Level information is stored in the levels member variable:

df.index.levels
FrozenList([['Mathematics', 'Philosophie', 'Physics'], ['Computer Science', 'Epistemology', 'Mathematics']])

Note, that multi-level indexing is not restricted to row indexing. Multi-level column indexing works in exactly the same manner.

Accessing Data#

Accessing data works as for other types of indices. Labels now are tuples containing one item per level. But there exist additional techniques specific to multi-level indices.

Single Tuples#

df.loc[('Physics', 'Computer Science'), :]
students    20.0
rating       3.0
Name: (Physics, Computer Science), dtype: float64
df.iloc[1, 1]
1.3
df.loc[[('Physics', 'Computer Science'), ('Mathematics', 'Epistemology')], :]
students rating
course lecture
Physics Computer Science 20 3.0
Mathematics Epistemology 8 3.6

Slicing works as usual.

Slicing Inside Tuples#

A new feature specific to multi-level indexing is slicing inside tuples. We would expect notation like

('Physics', :)

to get all rows with Physics at first level. But usual slicing syntax is not available here. Instead we have to use the built-in slice function. It takes start, stop and step values (start and step default to None) and returns a slice object. More precisely, the slice function is the constructor for slice objects. A slice object simply holds three values (start, stop, step).
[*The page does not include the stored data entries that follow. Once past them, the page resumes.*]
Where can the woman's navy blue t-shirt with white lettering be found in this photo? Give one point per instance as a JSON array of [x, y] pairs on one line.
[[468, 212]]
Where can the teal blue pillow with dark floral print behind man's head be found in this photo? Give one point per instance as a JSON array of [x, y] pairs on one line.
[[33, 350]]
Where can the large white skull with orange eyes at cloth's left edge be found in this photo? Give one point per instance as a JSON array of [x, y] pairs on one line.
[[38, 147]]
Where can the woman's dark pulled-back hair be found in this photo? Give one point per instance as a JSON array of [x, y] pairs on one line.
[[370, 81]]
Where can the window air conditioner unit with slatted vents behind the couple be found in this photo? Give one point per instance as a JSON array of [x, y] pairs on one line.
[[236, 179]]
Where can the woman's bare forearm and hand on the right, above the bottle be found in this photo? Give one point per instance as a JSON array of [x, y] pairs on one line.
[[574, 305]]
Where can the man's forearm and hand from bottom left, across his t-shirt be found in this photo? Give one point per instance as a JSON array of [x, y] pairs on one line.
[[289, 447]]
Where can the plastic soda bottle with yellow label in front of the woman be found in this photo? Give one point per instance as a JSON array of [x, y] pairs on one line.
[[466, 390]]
df.loc[('Physics', slice(None)), :]
students rating
course lecture
Physics Computer Science 20 3.0
Mathematics 17 1.6
Epistemology 3 4.7

With slice(None) we create a slice object interpreted as all (analogously to :).
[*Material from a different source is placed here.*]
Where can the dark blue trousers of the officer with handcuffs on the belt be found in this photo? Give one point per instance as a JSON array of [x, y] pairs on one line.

Slicing in the first level works, too.

df = df.sort_index()
df.loc[(slice('Mathematics', 'Physics'), 'Epistemology'), :]
students rating
course lecture
Mathematics Epistemology 8 3.6
Philosophie Epistemology 89 1.1
Physics Epistemology 3 4.7

Note that label based slicing above requires a sorted index. Thus, we have to call sort_index first.
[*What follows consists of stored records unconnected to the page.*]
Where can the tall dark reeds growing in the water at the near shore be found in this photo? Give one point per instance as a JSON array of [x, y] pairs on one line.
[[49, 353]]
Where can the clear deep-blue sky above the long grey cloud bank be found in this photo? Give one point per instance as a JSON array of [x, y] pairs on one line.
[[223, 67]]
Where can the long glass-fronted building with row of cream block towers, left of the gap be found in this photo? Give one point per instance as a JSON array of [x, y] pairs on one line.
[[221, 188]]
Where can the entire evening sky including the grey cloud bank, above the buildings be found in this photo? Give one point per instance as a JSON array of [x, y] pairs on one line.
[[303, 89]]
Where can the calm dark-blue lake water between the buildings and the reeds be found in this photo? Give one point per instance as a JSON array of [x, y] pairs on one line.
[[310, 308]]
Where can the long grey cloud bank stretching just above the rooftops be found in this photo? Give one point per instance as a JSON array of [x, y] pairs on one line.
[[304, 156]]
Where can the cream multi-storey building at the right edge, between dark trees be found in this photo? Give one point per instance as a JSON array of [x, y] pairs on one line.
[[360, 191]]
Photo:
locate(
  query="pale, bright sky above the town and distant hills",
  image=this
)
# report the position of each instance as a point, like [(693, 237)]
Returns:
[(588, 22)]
An alternative to slice is creating a pd.IndexSlice object, which allows for natural slicing syntax:

df.loc[pd.IndexSlice['Mathematics':'Physics', 'Epistemology'], :]
students rating
course lecture
Mathematics Epistemology 8 3.6
Philosophie Epistemology 89 1.1
Physics Epistemology 3 4.7

Building a Mask Based on a Level#

The get_level_values method of an index object takes a level name or level index as argument and returns a simple Index object containing only the labels at the specified level. This object can then be used to create a boolean array for row indexing.

import numpy as np

no_physics_mask = df.index.get_level_values('course') != 'Physics'
no_epistemology_mask = df.index.get_level_values(1) != 'Epistemology'

mask = np.logical_and(no_physics_mask, no_epistemology_mask)

df.loc[mask, :]
students rating
course lecture
Mathematics Computer Science 10 2.1
Mathematics 15 1.3
Philosophie Computer Science 2 3.9
Mathematics 1 4.9

Comparing an index object with a single value results in a one-dimensional boolean NumPy array with same length as the index object. NumPy’s logical_and method implements elementwise logical and.

Cross-Sections#

There’s a shorthand for selecting all rows with a given label at a given level: xs. This method takes a label and a level and returns corresponding rows as data frame.

df.xs('Mathematics', level='lecture')
students rating
course
Mathematics 15 1.3
Philosophie 1 4.9
Physics 17 1.6

The level Keyword Argument#

Many Pandas functions accept a level keyword argument (like xs above or drop) to provide functionality adapted to multi-level indices.

More on Multi-Level Indexing#

There are many different styles for using multi-level indexing. Some of them are very confusing for beginners, because same syntax may have different semantics depending on the objects (row/column label, tuple, list) passed as arguments. Here we only considered save and syntactically clear variants. To get an idea of other indexing styles have a look at MultiIndex / advanced indexing in the Pandas user guide.